Aspen Technology, Inc. v M3 Technology, Inc

Summarized by:

  • Court: Intellectual Property Archives
  • Area(s) of Law: Trade Secrets, Misappropriation of Trade Secrets
  • Date Filed: 05-29-2014
  • Case #: 12–20388, 13–20268
  • Judge(s)/Court Below: United States Court of Appeals, Fifth Circuit
  • LexisNexis Citation:
  • Westlaw Citation:
  • Full Text Opinion

To satisfy the element of "use" of a trade secret, actual use may be inferred when a former employee quickly develops software for a competing company; the code does not have to be found in the competing software, as it can still be used as a roadmap for development.

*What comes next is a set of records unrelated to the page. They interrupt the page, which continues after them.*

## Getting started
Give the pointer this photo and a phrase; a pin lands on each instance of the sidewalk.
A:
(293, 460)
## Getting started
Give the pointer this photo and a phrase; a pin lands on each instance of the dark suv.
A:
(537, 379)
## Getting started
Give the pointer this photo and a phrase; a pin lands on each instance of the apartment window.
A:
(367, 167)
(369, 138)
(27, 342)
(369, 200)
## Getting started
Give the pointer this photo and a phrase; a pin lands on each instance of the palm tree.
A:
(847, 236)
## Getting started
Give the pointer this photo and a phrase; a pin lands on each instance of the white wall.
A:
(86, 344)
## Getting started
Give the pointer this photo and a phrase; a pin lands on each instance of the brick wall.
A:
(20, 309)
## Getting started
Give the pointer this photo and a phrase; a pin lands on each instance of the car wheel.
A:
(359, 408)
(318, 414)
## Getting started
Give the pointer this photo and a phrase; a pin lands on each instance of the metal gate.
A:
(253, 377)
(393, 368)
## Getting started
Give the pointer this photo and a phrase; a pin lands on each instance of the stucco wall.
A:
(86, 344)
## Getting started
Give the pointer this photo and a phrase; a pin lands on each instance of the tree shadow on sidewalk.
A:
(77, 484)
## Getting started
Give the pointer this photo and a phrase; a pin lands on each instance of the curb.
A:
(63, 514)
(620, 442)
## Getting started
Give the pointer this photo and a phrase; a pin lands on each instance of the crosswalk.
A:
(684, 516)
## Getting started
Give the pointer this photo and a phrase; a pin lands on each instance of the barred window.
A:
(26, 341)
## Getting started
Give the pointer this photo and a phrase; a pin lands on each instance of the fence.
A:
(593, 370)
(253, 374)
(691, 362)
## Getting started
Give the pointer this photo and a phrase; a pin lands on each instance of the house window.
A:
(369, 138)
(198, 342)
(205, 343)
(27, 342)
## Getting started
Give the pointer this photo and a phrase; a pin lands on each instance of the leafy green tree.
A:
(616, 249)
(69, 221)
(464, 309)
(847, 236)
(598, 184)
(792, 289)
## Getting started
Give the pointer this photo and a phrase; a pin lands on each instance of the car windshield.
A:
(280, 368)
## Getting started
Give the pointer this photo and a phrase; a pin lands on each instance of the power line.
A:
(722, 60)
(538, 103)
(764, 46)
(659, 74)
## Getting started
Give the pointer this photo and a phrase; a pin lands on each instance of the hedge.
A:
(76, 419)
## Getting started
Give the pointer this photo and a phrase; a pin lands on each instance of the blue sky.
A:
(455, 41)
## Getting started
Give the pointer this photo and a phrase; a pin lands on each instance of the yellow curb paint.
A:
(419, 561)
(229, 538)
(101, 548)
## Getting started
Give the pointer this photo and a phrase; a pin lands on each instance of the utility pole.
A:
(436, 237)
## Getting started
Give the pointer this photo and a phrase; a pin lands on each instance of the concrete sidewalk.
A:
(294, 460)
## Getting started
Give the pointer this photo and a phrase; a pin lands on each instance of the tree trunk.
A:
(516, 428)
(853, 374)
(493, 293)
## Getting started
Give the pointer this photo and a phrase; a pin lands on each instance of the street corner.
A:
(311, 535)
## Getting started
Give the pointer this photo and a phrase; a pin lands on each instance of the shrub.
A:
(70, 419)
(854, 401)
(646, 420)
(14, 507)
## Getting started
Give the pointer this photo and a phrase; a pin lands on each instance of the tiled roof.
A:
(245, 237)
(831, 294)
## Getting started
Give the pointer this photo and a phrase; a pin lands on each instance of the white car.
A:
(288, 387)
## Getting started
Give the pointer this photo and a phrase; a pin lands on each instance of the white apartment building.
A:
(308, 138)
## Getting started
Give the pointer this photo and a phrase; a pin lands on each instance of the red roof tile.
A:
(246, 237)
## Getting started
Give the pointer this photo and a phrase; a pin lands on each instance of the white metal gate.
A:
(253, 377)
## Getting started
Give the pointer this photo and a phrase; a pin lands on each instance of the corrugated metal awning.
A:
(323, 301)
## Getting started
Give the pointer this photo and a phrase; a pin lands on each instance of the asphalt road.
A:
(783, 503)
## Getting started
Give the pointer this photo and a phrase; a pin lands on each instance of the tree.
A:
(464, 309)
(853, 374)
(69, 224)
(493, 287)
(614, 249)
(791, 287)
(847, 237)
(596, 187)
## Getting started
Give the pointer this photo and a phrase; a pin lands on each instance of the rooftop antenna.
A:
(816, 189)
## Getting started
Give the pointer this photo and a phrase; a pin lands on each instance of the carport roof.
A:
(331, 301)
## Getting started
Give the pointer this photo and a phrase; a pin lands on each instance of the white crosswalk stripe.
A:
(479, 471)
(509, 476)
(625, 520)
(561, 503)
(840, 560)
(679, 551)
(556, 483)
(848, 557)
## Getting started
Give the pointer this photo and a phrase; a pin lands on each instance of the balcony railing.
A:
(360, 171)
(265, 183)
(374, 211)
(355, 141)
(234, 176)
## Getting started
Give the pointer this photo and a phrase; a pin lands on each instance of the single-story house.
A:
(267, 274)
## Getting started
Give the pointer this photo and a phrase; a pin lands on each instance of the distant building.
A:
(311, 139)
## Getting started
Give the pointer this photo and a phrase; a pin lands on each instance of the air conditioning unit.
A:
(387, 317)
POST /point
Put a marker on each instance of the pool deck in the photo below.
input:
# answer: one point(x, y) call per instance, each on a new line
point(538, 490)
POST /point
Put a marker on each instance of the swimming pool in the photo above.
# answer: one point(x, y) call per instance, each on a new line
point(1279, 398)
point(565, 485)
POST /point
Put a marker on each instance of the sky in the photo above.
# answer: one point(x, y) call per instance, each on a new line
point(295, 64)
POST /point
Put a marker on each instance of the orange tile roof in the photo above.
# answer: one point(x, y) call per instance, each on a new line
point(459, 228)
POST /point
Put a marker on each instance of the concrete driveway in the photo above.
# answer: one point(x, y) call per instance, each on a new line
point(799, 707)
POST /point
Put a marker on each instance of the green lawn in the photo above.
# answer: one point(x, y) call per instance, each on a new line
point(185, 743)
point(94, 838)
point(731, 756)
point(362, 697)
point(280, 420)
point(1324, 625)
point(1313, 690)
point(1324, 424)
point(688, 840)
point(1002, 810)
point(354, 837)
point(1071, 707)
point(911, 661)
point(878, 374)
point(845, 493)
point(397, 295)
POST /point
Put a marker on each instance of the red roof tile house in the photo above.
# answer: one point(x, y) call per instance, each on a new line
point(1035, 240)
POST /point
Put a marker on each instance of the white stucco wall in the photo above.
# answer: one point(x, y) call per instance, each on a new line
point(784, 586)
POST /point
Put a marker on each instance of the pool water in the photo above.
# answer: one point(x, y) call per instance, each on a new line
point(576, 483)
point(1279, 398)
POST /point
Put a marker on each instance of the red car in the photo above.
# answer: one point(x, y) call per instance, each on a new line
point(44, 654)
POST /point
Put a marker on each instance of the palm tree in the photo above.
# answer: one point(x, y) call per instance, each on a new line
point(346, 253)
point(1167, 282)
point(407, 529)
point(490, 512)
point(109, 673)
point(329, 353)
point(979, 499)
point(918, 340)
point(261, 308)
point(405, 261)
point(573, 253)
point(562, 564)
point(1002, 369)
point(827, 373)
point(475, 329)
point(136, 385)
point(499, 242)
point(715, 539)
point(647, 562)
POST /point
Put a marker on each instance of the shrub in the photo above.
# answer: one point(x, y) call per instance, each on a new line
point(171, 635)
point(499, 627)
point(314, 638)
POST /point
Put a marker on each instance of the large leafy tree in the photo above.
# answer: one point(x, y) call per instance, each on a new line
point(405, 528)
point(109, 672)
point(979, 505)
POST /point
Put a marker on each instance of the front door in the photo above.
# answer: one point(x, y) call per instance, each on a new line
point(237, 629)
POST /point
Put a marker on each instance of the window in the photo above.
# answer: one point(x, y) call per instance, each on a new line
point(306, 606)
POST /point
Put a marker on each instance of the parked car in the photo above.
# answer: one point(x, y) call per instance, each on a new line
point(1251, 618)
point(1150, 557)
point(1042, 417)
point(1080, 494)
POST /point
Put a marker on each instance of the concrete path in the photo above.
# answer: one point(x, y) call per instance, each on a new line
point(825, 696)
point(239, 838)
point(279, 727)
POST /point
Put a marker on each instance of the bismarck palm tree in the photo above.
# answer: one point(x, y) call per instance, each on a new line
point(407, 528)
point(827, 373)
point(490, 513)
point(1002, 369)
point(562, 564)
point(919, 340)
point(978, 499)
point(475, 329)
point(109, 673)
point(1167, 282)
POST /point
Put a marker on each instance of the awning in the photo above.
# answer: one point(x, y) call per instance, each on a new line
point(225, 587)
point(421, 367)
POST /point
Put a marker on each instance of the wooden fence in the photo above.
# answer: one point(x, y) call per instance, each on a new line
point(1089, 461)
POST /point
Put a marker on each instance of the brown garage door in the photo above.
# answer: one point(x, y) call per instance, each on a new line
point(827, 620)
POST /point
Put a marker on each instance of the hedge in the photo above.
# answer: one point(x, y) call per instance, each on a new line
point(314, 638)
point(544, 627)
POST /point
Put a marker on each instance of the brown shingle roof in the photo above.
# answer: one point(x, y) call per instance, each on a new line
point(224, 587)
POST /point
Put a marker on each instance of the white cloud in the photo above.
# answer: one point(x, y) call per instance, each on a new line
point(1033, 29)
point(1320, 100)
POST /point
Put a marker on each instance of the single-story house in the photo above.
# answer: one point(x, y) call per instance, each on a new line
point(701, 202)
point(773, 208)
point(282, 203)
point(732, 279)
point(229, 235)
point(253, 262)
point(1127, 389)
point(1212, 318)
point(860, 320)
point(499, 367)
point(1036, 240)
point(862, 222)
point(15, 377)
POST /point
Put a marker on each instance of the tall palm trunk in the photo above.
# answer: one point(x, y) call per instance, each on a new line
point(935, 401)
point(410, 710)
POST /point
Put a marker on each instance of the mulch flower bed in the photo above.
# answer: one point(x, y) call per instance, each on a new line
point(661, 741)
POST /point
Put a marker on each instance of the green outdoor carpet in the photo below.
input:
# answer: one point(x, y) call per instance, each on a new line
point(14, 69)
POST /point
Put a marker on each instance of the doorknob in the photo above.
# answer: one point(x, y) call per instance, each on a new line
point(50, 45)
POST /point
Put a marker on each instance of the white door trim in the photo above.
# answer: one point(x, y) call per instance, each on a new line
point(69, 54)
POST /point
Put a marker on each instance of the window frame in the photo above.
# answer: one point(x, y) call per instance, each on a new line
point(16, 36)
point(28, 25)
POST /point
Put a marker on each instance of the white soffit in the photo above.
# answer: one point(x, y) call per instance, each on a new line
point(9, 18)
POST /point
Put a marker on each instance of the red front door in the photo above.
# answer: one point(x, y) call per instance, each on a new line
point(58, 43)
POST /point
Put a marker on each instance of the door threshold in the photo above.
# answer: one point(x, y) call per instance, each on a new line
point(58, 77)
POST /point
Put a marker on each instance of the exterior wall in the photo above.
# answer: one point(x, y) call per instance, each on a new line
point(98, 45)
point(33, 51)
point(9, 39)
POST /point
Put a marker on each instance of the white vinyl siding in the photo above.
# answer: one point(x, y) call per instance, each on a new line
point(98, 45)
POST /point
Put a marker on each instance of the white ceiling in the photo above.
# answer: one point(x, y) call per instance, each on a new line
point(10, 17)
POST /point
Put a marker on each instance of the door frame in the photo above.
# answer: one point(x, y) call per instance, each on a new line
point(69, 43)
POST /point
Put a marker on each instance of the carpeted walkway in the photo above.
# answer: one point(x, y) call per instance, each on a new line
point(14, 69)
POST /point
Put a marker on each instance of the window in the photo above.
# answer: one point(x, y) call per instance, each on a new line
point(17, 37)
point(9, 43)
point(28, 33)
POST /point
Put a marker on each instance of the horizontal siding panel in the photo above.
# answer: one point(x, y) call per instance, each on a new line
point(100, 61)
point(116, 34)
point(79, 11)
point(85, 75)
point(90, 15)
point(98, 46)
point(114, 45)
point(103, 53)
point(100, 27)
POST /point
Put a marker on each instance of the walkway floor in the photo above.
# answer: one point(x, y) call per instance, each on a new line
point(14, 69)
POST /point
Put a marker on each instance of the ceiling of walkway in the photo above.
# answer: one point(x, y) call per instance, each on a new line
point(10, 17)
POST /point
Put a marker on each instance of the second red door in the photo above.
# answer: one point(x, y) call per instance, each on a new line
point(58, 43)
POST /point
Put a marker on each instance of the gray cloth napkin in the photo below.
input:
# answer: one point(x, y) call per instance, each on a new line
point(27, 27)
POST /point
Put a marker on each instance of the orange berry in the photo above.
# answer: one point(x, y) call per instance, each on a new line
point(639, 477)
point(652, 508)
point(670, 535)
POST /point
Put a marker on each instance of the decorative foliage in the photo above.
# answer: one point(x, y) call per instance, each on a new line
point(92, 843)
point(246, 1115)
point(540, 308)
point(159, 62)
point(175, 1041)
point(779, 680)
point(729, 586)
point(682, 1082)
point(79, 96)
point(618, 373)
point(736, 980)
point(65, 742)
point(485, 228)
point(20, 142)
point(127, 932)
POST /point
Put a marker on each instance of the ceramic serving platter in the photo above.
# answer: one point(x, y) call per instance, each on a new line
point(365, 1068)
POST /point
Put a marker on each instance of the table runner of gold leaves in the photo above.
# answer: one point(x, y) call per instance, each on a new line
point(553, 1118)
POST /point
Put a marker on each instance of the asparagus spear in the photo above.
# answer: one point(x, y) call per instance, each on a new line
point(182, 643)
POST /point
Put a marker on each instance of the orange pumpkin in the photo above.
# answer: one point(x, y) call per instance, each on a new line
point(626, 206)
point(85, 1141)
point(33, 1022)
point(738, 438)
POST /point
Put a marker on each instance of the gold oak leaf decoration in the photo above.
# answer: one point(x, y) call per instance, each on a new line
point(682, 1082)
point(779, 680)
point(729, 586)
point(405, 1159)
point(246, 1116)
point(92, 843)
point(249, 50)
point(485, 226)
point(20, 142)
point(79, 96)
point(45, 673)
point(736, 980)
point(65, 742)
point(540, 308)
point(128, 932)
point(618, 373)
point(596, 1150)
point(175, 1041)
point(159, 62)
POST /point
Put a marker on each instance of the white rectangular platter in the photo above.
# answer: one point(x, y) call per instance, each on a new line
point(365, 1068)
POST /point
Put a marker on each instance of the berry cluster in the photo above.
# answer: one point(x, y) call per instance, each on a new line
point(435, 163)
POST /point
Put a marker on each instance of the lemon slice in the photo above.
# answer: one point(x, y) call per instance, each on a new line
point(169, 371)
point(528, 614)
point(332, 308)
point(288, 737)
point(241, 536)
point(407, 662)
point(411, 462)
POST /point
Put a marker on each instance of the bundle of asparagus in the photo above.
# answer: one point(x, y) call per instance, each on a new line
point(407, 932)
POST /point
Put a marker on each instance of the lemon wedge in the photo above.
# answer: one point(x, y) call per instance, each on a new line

Opinion (Per Curiam): Aspen and M3 both compete in developing software for chemical and petrochemical companies. Aspen filed suit against M3 after M3 hired several former Aspen employees. At trial, the jury inter alia that M3 misappropriated trade secrets. On appeal, the Court held that causes of action for trade-secret misappropriation and copyright infringement have a three-year limitations period. Several equitable tolling doctrines may defer the accrual of a claim; the discovery rule and the doctrine of fraudulent concealment both apply to misappropriation and infringement claims. “Trade-secret misappropriation in Texas requires (1) the existence of a trade secret, (2) improper acquisition of that secret, and (3) use of the trade secret without authorization.” Furthermore, the Court reaffirmed a liberal construction of the term “use” which states that “any exploitation of the trade secret that is likely to result in injury to the trade secret owner or enrichment to the defendant is a ‘use.’” Reviewing the evidence in the record, the Court held that when a defendant's product is quickly developed by someone who had recently resigned from the plaintiff-company, actual trade secret use may be inferred. Additionally, the Court held that even if Aspen’s code never actually appeared in any Aspen product, M3 still could have used the older version of Aspen's code to avoid making mistakes or as a baseline for developing its software. Either would constitute “use” of a trademark. At trial, Aspen had submitted evidence in support of this theory. In calculating damages for misappropriating Aspen’s code, the Court held that even a few lines could be integral in the development of competing products, warranting a damage model built around the misappropriation of a fraction of software code. The District Court's rulings in regards to the trade secret claims were AFFIRMED.